Center for Biological Diversity


For Immediate Release, March 14, 2016

Contact:  Larry Edwards, (907) 747-7557, larry.edwards@greenpeace.org
Gabriel Scott, (907) 491-0856, gscott@cascwild.org

Alaska Timber Sale on Hold After Objections by Environmental Groups

Controversial Road Link, Though, Allowed to Proceed

KETCHIKAN, Alaska— In response to an appeal by environmental groups, the supervisor of the Tongass National Forest has put the Saddle Lake timber sale on hold until a “supplemental environmental review” can be completed and public comments are reviewed. Friday’s decision, though, allows a pass to be built to help spawning salmon, which environmental groups support, and construction of a 1.1-mile road link, which the groups continue to oppose.

The proposed Saddle Lakes timber sale project is located in the middle of Revillagigedo Island, east of the city of Ketchikan, on a peninsula between George and Carroll inlets.

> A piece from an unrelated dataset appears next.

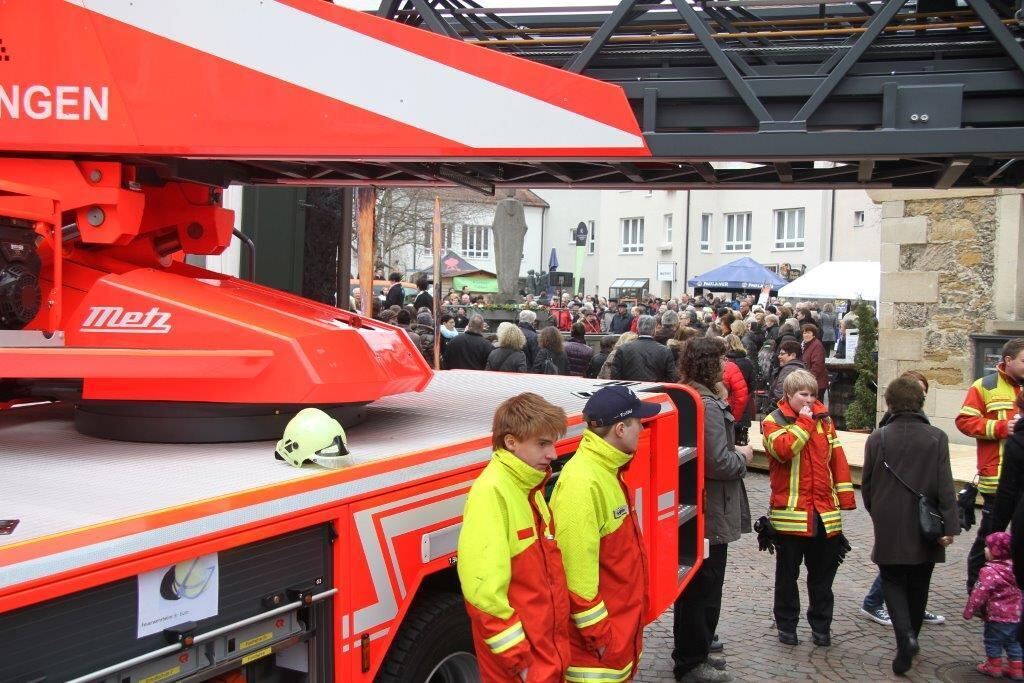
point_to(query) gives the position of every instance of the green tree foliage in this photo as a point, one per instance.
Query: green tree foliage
(861, 412)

In November environmental groups filed appeals formally objecting to a final environmental impact statement and accompanying draft project decision for the project. The proposed decision was for 47 million board feet of logging and 37 miles of road construction and reconstruction.

“Much of Revilla Island, including the project area and its surroundings, have been very heavily logged,” said Larry Edwards, a Greenpeace forest campaigner based in southeastern Alaska. “The decision on our objection to the project recognizes that crucial cumulative impacts were not taken into account in the EIS. Particularly, those impacts involve a transfer of 8,000 acres of forestland from the Tongass National Forest to the Alaska Mental Health Trust that is in the works.”

Objections were filed in November directly over the Saddle Lakes project and in December concerning a related modification of a designated old-growth habitat reserve. Objecting organizations include Greenpeace, GSACC (Greater SE Alaska Conservation Community), Cascadia  Wildlands, the Center for Biological Diversity and The Boat Company.

“Our organizations remain adamantly opposed to the 1.1-mile road link, or similar links across Revilla Island,” said Gabriel Scott of Cascadia Wildlands. “This link is part of a big scheme by the state and federal governments to interconnect isolated logging road systems throughout the island to a log-export terminal in Ketchikan. This under-the-radar plan for massive exploitation of old-growth and second-growth forest has not been squarely brought before the public.”

That plan would interconnect isolated logging road systems that were created decades ago, when floating logging camps were used. A map of this transportation scheme is available here.

The planned road link is also related to a proposed transfer of about 8,000 acres of Tongass old-growth forest on the island to the Alaska Mental Health Trust. AMHT has already clearcut nearly all of a 4,000-acre tract it owns in adjacent to the Saddle Lakes project area.

“We’re glad to see this project put on hold. This kind of destructive logging comes at a steep price for wildlife that call these incredible forests home,” said Dune Lankard, senior Alaska representative for the Center for Biological Diversity. “Revilla Island is a treasure of Southeast Alaska and deserves better than massive clear-cutting.”